Von nun an widmete Jimmy seine Laufbahn ausschließlich den tiefen Tönen. 1949 tourte er mit Flip Phillips, ging 1950 mit Zoot Sims und Toots Thielemans ins Studio, spielte im gleichen Jahr mit Sarah Vaughan sowie Ella Fitzgerald und wurde für zwei Jahre Hausbassist in George Weins "Storyville Club" in Boston. Aus dieser Periode stammen Aufnahmen mit Charlie Parker aus dem Bostoner "Hi Hat Club" (Dezember 1953 und Januar 1954) sowie mit Billie Holiday und Sidney Bechet. 1955 schlug Jimmy Woodes große Stunde, als er Junior Ranglin im Orchester Duke Ellingtons ersetzte. "Fünf Jahre, vier Monate, zwei Wochen und zwei Tage – die wichtigste Zeit meines Lebens.

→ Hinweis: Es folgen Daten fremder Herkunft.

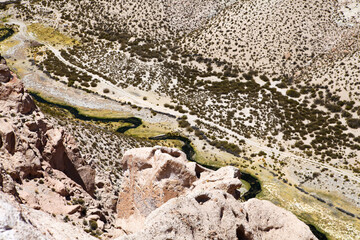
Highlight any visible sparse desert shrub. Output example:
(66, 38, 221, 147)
(178, 119, 190, 128)
(89, 220, 98, 230)
(258, 151, 267, 156)
(276, 82, 287, 88)
(325, 104, 341, 113)
(341, 111, 352, 118)
(286, 89, 300, 98)
(242, 72, 253, 80)
(63, 215, 70, 222)
(259, 74, 269, 82)
(347, 118, 360, 129)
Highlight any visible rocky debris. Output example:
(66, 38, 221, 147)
(0, 192, 97, 240)
(0, 164, 17, 197)
(0, 56, 12, 83)
(0, 121, 16, 155)
(117, 147, 317, 240)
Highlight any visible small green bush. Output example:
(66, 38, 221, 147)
(286, 89, 300, 98)
(347, 118, 360, 129)
(89, 220, 98, 230)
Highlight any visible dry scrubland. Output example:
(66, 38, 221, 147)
(2, 0, 360, 238)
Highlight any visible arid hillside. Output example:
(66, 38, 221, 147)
(1, 0, 360, 239)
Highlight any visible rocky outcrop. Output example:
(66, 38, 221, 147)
(242, 199, 316, 240)
(117, 147, 317, 240)
(121, 192, 316, 240)
(116, 147, 200, 232)
(42, 128, 95, 195)
(0, 56, 12, 83)
(191, 166, 242, 199)
(0, 58, 119, 238)
(0, 62, 95, 214)
(0, 192, 97, 240)
(0, 68, 95, 195)
(0, 65, 35, 114)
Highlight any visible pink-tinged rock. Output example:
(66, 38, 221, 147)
(192, 166, 242, 198)
(0, 121, 16, 155)
(0, 56, 12, 83)
(42, 128, 95, 195)
(116, 146, 200, 233)
(120, 191, 317, 240)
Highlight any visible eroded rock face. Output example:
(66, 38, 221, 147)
(0, 65, 95, 196)
(192, 166, 242, 199)
(0, 73, 35, 115)
(116, 146, 200, 232)
(120, 192, 316, 240)
(117, 147, 317, 240)
(0, 192, 97, 240)
(0, 56, 12, 83)
(42, 128, 95, 195)
(242, 199, 317, 240)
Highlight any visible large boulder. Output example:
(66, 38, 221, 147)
(242, 198, 317, 240)
(192, 166, 242, 198)
(120, 191, 317, 240)
(116, 146, 200, 233)
(0, 56, 12, 83)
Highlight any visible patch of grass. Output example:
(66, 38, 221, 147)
(27, 23, 78, 46)
(29, 90, 132, 119)
(254, 164, 360, 240)
(1, 15, 11, 23)
(0, 39, 20, 51)
(126, 121, 176, 138)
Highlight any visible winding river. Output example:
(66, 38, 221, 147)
(31, 93, 327, 239)
(30, 92, 142, 133)
(0, 28, 15, 42)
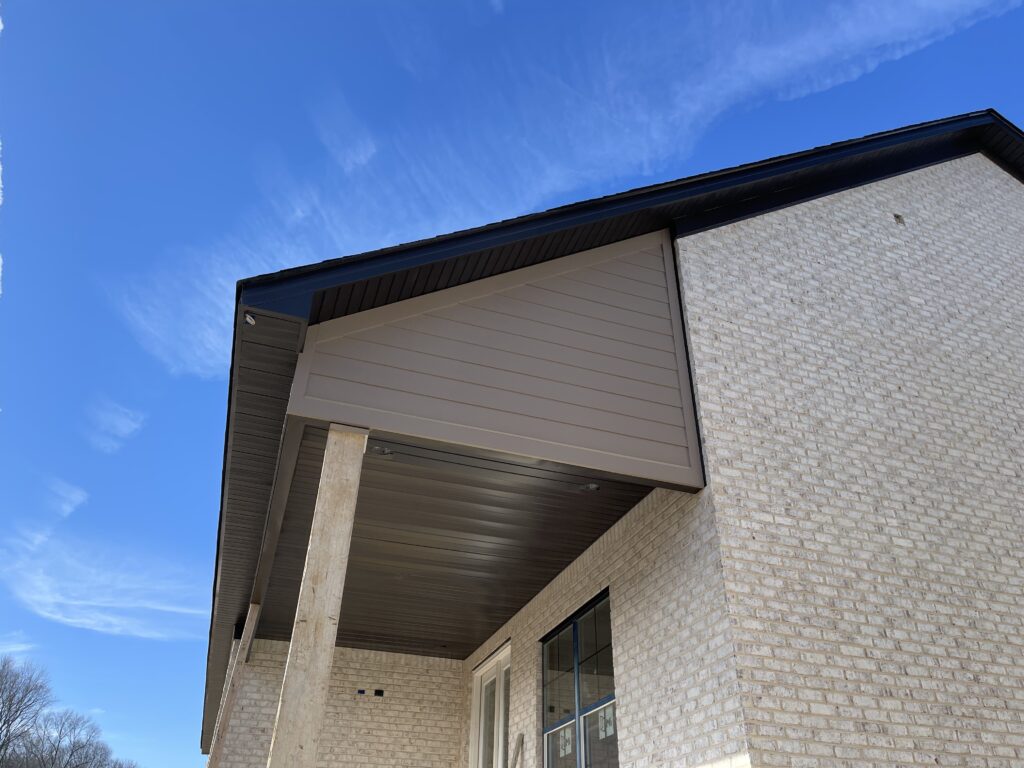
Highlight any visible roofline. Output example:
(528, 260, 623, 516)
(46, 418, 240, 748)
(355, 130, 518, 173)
(238, 109, 1022, 319)
(200, 295, 244, 753)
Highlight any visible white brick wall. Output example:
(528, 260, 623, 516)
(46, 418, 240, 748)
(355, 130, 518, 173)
(463, 489, 750, 768)
(677, 153, 1024, 766)
(216, 641, 463, 768)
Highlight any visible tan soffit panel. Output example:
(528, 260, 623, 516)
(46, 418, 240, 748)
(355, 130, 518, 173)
(287, 231, 703, 488)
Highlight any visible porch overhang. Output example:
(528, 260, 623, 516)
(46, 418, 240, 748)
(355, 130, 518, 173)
(256, 425, 655, 658)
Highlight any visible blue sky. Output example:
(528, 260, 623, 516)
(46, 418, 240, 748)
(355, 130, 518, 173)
(1, 1, 1022, 766)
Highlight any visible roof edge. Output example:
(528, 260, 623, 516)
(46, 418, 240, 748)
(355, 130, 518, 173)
(238, 109, 1022, 319)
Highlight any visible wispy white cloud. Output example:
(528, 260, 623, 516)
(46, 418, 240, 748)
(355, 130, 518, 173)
(1, 530, 205, 640)
(119, 0, 1021, 379)
(87, 400, 146, 454)
(49, 479, 88, 519)
(315, 95, 378, 174)
(3, 539, 204, 639)
(1, 483, 205, 640)
(0, 631, 33, 656)
(119, 227, 320, 379)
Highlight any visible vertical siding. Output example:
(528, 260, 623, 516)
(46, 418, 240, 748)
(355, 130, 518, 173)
(288, 231, 703, 488)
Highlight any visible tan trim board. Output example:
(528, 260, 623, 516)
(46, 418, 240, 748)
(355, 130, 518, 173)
(659, 231, 706, 486)
(289, 391, 700, 490)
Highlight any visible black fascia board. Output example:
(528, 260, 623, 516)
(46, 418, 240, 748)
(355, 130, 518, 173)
(238, 109, 1008, 321)
(672, 131, 980, 237)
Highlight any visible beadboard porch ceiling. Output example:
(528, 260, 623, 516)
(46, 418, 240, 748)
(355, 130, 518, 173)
(254, 423, 654, 659)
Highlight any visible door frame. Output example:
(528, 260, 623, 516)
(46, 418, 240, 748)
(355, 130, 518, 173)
(470, 643, 512, 768)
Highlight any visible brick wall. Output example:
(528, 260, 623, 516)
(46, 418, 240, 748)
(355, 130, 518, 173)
(216, 641, 464, 768)
(677, 153, 1024, 766)
(463, 488, 751, 768)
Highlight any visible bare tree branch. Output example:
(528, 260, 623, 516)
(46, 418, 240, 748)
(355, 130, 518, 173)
(0, 656, 138, 768)
(0, 656, 53, 764)
(21, 709, 110, 768)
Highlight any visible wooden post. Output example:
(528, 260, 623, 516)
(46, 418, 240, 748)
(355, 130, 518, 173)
(208, 602, 261, 768)
(510, 733, 524, 768)
(265, 424, 367, 768)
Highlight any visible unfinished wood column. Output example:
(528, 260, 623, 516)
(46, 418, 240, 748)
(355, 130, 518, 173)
(208, 602, 261, 768)
(265, 424, 367, 768)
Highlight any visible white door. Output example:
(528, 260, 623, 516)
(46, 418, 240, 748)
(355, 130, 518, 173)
(472, 645, 511, 768)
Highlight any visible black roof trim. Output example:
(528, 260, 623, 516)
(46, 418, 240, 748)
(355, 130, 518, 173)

Unmittelbar danach wanderte er nach Schweden aus, verdingte sich bei unzähligen Radioaufnahmen oder als flexibler Sideman für amerikanische Gaststars und schloß sich 1961 der Clarke-Boland-Bigband an, deren Mitglied er bis zur Auflösung im Jahr 1973 blieb.

Brian Priestly liegt schon richtig mit seiner Beobachtung, daß Jimmy Woode stellvertretend für die gesamte friedliche Invasion amerikanischer Musiker in Europa steht. Deshalb: Happy Birthday James!